This video shows how I am controlling turnouts with servo motors connected to a NodeMCU ESP8266 which is similar to Arduino devices.
Turnouts are controlled using JMRI which means you can just tap a layout diagram on your phone to throw the points.
Communication between JMRI and the NodeMCU is MQTT (messaging) over TCP/IP using the NodeMCU's inbuilt WiFi so the only wires to it are DC power.
This does not use DCC. It is totally independent of track power. Although it uses JMRI, it can be used on any DC or DCC layout. It does not use DCC stationary decoders for the turnouts. Of course, you can add a DCC connection to run your trains.
Timestamps to fast forward
00:00 Into
00:37 The test track - 2 half=depth, triple length T-TRAK modules
00:55 Fitting a servo
01:37 The NodeMCU - the brains driving the motors
04:01 About MQTT
05:59 Getting it working with JMRI
08:56 MQTT Explorer - watching the messages
11:51 Wrap up - what you get for less than $20
Equipment:
- 9g servo motors - NodeMCU ESP8266 controller, now superseded by ESP32
- PCA9685 16 channel PWM servo controller
- SPDT microswitches (for frog polarity)
- servo mounting bracket - I've designed and 3D printed my own
- 5V and 6V power supplies. You can probably use one power supply though the servos create "noise" on the power which may impact the NodeMCU. You can smooth the power with a capacitor but "best practice" is to use separate power supplies.
Software:
- JMRI. Note: At the time of creating this video, JMRI (version 4.19) on Windows computers requires JMRI to be run as administrator for the MQTT connection to be established. I normally use Linux systems so haven't had that issue.

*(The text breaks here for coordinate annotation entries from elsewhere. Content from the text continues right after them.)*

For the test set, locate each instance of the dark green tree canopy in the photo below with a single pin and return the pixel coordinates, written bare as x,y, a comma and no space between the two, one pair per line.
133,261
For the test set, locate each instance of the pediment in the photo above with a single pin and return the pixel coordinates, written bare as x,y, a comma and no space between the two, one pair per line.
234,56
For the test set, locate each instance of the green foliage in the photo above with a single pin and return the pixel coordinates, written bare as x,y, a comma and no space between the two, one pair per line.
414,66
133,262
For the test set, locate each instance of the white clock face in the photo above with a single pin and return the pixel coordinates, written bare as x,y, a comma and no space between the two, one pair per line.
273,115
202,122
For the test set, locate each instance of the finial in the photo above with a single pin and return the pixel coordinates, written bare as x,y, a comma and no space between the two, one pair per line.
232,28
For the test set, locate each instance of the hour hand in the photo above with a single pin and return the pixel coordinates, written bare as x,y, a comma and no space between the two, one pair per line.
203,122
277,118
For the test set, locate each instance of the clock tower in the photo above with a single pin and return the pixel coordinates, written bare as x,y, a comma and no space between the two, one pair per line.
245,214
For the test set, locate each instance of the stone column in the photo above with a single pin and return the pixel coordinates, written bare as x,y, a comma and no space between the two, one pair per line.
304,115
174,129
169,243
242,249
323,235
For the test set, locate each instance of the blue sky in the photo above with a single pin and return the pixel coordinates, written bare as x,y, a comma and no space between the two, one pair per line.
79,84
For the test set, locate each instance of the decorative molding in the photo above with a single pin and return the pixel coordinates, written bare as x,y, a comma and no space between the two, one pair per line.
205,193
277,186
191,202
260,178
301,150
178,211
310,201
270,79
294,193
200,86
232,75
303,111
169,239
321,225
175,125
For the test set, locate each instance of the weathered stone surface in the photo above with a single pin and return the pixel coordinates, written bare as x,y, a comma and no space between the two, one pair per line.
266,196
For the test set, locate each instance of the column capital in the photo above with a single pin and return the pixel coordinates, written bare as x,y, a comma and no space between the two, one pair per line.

- MQTT broker. I use and recommend Mosquitto, This can run on the same computer as JMRI or any other of your choice. It is a light weight messaging system so will happily coexist with JMRI
- Sketch for the NodeMCU.
The test track being used has 5 Peco electrofrog turnouts with Peco flex track. The base is two triple length, half depth T-TRAK modules, hence the short lengths of Kato Unitrack at the ends. I have run big locos with 60ft container wagons and little shunters (switchers) with underweight 4 wheelers through all these turnouts with all going very smoothly through. So that's a gold star for the test, now to progress to my main yard.
The set up as demonstrated costs about $17 Australian or about $3.50 per turnout which includes the servo motor, microswitch and the controller boards. I have not included the cost of power supplies because there are many way of doing this and each person's situation is different.
I use a 12VDC power bus with a cheap buck converter to drop this down to 6VDC for powering the servo controller and servo motors. I use a separate 5VDC power supply for the NodeMCU. If you have a big demand for DC power, using a computer power supply is worth considering to give you several different voltages and lots of amps.
I give a big thank you to Speed Muller for his guidance through this. It is not my invention.